Sen. Jim DeMint (R-S.C.) said it could happen. The tea party group FreedomWorks is polling on it. And conservative pundits are pushing for one.

Now former Alaska governor Sarah Palin is saying she would “help” in with a brokered convention.

“We could be looking at a brokered convention,” she told Fox Business Network on Wednesday night. “Months from now, if that’s the case, all bets are off as to who it will be, willing to offer up themselves up in their name in service to their country. I would do whatever I could to help.”

A convention without a nominee is very unlikely, and if it did happen it would be total chaos.

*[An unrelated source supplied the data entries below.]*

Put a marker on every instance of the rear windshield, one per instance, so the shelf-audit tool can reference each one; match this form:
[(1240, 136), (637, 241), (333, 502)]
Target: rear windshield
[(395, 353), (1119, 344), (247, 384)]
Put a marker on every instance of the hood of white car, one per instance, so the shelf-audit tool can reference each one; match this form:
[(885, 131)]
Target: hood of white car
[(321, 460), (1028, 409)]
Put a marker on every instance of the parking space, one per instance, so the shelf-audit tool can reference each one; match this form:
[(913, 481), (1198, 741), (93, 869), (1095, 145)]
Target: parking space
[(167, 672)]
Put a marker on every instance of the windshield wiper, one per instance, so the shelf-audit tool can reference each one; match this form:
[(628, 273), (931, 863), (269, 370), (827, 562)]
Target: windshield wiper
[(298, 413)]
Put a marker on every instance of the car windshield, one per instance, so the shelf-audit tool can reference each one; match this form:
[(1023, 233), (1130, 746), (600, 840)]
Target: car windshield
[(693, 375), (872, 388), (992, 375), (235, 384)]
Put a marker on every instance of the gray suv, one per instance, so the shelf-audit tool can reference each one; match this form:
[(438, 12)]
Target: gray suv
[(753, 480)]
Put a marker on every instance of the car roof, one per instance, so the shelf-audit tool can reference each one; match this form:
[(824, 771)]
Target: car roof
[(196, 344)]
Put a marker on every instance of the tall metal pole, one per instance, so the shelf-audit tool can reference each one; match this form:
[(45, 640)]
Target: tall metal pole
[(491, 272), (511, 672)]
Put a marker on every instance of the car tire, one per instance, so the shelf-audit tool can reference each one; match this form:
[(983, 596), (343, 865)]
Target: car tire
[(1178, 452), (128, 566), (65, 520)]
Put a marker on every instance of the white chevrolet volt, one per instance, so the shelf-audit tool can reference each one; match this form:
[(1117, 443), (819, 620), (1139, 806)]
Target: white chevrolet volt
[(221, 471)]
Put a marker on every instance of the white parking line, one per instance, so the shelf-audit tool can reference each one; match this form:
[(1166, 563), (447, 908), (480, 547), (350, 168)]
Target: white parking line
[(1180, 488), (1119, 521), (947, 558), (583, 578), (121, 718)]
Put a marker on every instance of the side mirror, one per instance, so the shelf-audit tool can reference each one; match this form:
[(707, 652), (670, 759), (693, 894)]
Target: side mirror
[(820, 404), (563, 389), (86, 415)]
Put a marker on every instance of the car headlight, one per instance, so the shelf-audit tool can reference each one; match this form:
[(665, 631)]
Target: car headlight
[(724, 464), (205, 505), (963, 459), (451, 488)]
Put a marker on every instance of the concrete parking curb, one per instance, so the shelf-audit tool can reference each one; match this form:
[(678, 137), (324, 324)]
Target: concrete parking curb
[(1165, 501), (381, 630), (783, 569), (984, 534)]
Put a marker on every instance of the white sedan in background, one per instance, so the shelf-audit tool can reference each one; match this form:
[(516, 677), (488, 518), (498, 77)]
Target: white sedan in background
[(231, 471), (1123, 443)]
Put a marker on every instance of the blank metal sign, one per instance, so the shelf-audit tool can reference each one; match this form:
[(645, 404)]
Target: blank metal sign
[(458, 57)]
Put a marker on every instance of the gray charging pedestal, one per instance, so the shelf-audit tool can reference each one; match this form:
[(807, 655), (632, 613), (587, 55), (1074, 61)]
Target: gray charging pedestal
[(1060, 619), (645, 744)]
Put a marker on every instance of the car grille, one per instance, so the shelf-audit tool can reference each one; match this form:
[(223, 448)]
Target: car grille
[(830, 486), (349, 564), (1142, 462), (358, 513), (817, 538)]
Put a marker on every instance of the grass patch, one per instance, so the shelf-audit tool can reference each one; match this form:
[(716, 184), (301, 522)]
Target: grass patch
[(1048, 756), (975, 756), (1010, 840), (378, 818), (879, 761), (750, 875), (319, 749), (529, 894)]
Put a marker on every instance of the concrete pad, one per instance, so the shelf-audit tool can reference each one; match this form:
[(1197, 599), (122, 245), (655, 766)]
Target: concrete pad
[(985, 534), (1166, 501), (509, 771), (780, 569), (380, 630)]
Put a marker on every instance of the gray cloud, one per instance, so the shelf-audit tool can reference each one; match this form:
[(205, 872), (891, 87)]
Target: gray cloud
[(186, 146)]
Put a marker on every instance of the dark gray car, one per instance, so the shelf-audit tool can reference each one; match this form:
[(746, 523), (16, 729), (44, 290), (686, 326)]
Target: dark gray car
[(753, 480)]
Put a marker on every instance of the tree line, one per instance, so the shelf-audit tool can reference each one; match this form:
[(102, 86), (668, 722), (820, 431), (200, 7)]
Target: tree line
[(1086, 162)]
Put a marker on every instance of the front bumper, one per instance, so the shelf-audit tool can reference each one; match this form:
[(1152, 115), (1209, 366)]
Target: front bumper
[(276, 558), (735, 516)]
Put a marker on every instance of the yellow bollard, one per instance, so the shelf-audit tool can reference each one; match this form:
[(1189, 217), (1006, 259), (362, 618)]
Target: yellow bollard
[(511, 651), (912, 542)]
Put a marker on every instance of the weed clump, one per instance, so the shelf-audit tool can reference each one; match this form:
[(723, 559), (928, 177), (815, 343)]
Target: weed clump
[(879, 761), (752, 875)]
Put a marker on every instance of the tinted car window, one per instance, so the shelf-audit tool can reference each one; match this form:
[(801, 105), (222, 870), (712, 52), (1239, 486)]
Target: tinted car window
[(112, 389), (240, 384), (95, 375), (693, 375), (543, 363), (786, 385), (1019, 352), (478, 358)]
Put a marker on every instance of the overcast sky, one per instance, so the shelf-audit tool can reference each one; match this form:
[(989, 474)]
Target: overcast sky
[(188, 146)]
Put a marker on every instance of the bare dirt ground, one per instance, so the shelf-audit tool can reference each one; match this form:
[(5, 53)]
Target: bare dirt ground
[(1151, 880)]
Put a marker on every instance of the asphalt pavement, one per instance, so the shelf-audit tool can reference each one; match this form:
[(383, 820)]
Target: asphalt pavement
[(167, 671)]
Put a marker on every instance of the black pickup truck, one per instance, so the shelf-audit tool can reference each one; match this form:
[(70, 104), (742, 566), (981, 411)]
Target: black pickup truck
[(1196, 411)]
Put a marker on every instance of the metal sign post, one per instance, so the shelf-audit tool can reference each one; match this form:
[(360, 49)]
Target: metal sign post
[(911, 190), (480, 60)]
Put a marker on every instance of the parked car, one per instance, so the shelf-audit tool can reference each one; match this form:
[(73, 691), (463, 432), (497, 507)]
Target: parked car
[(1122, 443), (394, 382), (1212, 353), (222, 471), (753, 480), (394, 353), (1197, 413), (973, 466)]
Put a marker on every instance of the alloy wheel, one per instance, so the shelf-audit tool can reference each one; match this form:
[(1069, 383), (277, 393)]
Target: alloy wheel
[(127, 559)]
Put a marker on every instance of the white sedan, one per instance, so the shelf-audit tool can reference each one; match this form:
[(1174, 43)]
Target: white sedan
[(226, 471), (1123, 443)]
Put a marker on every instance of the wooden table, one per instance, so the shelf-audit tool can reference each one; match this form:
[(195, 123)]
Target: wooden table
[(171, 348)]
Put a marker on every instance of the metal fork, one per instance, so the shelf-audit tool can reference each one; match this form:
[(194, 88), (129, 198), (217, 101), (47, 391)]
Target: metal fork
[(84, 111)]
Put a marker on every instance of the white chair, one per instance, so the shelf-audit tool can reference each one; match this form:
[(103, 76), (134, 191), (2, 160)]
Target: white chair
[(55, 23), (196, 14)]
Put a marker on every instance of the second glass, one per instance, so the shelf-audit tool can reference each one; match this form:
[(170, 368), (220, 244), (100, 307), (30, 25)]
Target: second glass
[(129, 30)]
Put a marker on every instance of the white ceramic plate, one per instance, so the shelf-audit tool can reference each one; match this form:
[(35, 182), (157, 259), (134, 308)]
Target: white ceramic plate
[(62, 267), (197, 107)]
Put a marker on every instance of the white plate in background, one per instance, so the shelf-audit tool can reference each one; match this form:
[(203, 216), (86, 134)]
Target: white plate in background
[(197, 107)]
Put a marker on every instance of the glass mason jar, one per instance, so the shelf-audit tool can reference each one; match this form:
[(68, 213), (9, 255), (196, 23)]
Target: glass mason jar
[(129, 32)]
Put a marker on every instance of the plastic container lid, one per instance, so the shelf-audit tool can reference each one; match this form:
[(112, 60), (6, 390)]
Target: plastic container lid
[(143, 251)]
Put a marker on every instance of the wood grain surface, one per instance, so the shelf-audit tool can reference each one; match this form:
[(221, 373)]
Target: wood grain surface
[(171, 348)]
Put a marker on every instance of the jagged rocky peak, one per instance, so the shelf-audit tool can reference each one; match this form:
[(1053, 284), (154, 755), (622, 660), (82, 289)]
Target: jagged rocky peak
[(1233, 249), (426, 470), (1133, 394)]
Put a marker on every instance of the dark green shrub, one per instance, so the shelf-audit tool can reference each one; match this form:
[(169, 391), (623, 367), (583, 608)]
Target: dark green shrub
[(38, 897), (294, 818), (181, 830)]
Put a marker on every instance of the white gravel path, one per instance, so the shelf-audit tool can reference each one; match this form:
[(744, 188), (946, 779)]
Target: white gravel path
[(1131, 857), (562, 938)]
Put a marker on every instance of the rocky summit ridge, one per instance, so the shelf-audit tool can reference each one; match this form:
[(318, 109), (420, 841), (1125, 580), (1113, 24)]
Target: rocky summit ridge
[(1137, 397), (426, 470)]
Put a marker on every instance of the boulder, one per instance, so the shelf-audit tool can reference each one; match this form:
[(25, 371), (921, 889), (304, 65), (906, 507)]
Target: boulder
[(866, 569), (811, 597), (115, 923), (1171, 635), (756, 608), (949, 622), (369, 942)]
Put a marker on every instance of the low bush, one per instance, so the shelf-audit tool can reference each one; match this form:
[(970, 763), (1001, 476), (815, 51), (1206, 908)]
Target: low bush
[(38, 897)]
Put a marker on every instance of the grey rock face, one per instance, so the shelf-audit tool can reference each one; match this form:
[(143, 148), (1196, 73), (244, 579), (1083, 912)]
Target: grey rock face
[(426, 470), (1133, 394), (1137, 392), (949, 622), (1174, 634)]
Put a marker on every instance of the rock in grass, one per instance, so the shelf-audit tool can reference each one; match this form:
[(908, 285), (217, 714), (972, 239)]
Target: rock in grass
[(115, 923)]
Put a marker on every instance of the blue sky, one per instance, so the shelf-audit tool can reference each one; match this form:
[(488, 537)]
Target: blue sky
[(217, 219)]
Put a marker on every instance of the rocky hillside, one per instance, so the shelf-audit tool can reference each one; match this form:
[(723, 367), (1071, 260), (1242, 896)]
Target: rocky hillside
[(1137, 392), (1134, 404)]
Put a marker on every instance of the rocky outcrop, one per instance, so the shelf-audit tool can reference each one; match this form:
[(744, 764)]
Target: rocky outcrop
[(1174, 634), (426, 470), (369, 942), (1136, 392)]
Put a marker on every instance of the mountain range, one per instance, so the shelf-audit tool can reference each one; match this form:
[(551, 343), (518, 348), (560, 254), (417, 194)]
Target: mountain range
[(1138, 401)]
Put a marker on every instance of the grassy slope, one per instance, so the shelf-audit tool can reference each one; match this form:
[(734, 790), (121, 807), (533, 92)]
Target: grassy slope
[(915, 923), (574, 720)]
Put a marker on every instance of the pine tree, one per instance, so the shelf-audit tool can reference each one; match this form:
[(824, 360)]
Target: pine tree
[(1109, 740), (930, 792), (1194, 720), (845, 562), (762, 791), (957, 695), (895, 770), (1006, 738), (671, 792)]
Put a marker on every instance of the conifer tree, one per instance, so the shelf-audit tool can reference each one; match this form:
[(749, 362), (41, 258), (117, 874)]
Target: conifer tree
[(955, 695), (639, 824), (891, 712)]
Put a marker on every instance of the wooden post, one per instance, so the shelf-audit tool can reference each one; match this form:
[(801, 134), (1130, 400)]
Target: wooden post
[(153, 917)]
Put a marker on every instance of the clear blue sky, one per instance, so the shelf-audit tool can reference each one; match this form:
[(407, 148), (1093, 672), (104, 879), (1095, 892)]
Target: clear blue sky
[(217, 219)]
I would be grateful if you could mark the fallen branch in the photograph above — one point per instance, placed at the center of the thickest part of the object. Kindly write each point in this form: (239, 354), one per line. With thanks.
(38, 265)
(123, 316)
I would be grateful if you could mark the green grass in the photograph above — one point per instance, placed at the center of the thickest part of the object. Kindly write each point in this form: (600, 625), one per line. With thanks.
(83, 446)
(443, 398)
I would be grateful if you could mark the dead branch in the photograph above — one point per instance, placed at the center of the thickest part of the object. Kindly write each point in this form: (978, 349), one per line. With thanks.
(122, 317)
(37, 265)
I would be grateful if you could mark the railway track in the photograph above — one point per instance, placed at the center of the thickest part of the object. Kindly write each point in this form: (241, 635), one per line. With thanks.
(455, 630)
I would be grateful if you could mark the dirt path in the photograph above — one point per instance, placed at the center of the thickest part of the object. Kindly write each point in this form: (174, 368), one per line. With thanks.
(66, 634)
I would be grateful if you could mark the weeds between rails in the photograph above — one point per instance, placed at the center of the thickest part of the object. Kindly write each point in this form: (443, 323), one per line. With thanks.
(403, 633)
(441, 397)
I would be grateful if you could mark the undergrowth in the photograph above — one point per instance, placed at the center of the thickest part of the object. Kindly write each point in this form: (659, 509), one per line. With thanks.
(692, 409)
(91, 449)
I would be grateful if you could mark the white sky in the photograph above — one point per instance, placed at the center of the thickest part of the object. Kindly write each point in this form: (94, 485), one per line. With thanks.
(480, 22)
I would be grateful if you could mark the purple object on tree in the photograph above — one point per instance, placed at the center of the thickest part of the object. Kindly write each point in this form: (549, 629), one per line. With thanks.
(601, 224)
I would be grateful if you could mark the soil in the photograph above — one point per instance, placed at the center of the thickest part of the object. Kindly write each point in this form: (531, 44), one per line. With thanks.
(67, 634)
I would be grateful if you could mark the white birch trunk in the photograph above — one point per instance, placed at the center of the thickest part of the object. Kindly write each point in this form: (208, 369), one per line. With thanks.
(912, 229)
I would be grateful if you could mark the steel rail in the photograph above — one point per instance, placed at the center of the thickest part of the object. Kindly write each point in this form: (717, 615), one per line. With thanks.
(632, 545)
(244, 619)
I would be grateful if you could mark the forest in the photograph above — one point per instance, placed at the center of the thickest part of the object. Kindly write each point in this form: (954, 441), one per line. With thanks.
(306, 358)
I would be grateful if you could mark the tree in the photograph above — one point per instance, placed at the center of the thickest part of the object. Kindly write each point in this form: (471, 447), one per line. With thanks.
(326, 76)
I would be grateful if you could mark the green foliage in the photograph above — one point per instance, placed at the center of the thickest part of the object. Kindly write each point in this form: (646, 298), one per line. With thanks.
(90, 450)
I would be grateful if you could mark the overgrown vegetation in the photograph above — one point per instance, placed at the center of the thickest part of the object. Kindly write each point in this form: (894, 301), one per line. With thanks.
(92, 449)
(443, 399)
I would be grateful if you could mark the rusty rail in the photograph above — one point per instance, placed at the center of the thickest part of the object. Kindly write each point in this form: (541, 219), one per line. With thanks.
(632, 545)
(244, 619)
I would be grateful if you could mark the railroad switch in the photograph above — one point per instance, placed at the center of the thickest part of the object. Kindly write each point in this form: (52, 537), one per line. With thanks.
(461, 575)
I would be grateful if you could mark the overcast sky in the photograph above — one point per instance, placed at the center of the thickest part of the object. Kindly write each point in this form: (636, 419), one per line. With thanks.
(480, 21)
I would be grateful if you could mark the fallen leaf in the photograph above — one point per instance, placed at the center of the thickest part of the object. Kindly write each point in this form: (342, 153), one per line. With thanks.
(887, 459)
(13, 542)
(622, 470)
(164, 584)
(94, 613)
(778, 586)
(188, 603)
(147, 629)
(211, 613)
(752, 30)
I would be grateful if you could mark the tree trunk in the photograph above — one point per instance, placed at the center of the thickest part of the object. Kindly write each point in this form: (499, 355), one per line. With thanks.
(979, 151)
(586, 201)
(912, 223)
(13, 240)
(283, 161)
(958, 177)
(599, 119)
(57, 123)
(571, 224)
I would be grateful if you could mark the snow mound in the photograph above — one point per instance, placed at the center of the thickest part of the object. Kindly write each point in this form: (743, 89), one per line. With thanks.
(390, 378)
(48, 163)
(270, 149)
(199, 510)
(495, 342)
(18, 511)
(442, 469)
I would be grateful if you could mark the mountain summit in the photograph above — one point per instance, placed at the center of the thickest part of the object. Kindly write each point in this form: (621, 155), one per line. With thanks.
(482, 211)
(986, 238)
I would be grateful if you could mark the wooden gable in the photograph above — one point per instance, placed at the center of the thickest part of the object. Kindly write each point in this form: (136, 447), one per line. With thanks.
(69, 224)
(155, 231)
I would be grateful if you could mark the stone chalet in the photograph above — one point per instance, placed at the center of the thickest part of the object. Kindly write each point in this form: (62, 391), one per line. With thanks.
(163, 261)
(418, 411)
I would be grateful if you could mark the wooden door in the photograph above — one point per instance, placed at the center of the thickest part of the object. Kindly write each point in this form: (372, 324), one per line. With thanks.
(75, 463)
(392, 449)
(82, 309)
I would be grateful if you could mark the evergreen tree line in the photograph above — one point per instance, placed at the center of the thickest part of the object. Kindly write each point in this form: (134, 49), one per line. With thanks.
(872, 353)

Given that Palin has faded from the political scene in recent months, it could provide her a chance to return to relevance. In theory.

Palin thrives on dissatisfaction with the current presidential field, and the longer the Republican Party fails to coalesce around a candidate, the more attention she will get as a standardbearer for unhappy conservatives.

But it’s a losing gambit, for a couple reasons.

One, her clout is dubious. Her popularity peaked long ago, and the supporters she does have won’t necessarily follow her lead. When Palin praised former House speaker Newt Gingrich on her Facebook page, many of her fans balked. While Palin can amplify tea party concerns, she doesn’t speak for or carry that group.

Two, she isn’t what people are loooking for. The names that come up when talk of a brokered convention surfaces — as either candidates or potential dealmakers — are relatively moderate politicians with broad support: former Florida governor Jeb Bush, New Jersey Gov. Chris Christie, Indiana Gov. Mitch Daniels. A polarizing figure like Palin is hardly in the mix. (Ezra Klein argues that whoever does get the nod will be on a suicide mission.)

Palin is good at seizing on trends, however, and her decision to latch onto the “brokered convention” talk is a sign of increasing interest in the idea.